Any medical device implanted in the body or in contact with flowing blood faces two critical challenges that can threaten the life of the patient the device is meant to help: blood clotting and bacterial infection. But, a team of scientists at the Wyss Institute for Biologically Inspired Engineering at Harvard, Boston, say they may have a solution. The researchers have developed a new surface coating for medical devices using FDA-approved materials. The coating not only repelled blood from more than 20 medically relevant substrates the team tested, but also suppressed biofilm formation. And, the team’s implanted medical-grade tubing and catheters coated with the material prevented blood from clotting for at least eight hours without the use of blood thinners such as heparin.

This scanning electron microscope image shows how red blood cells coagulate to form a blood clot. (Credit: James Weaver, Harvard’s Wyss Institute)

The idea for the coating evolved from Slippery Liquid–Infused Porous Surfaces (SLIPS), a pioneering surface technology developed at Harvard. Inspired by the carnivorous pitcher plant, SLIPS repels nearly any material it contacts. The liquid layer on the surface provides a barrier to everything from ice to crude oil and blood.

The Wyss team developed a super-repellent coating that can be adhered to existing, approved medical devices. In a two-step surface-coating process, they chemically attached a monolayer of perfluorocarbon. Then they added a layer of liquid perfluorocarbon, which is widely used in medicine for applications such as liquid ventilation for infants with breathing challenges, blood substitution, eye surgery, and more.
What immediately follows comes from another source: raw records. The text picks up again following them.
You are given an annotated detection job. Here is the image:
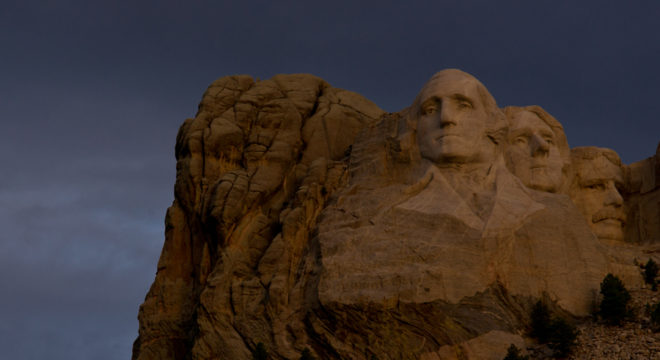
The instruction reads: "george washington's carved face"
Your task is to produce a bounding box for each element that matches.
[505,110,564,192]
[417,72,491,164]
[571,150,625,241]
The team calls the tethered perfluorocarbon plus the liquid layer a Tethered–Liquid Perfluorocarbon surface, or TLP for short.

In addition to working seamlessly when coated on more than 20 different medical surfaces and lasting for more than eight hours to prevent clots in a pig under relatively high blood flow rates without the use of heparin, the TLP coating achieved the following results:

  • TLP-treated medical tubing was stored for more than a year under normal temperature and humidity conditions and still prevented clot formation
  • The TLP surface remained stable under the full range of clinically relevant physiological shear stresses, or rates of blood flow seen in catheters and central lines, all the way up to dialysis machines
  • It repelled the components of blood that cause clotting (fibrin and platelets)
  • When bacteria called Pseudomonas aeruginosa were grown in TLP-coated medical tubing for more than six weeks, less than one in a billion bacteria were able to adhere. Central lines coated with TLP significantly reduce sepsis from Central–Line Mediated Bloodstream Infections.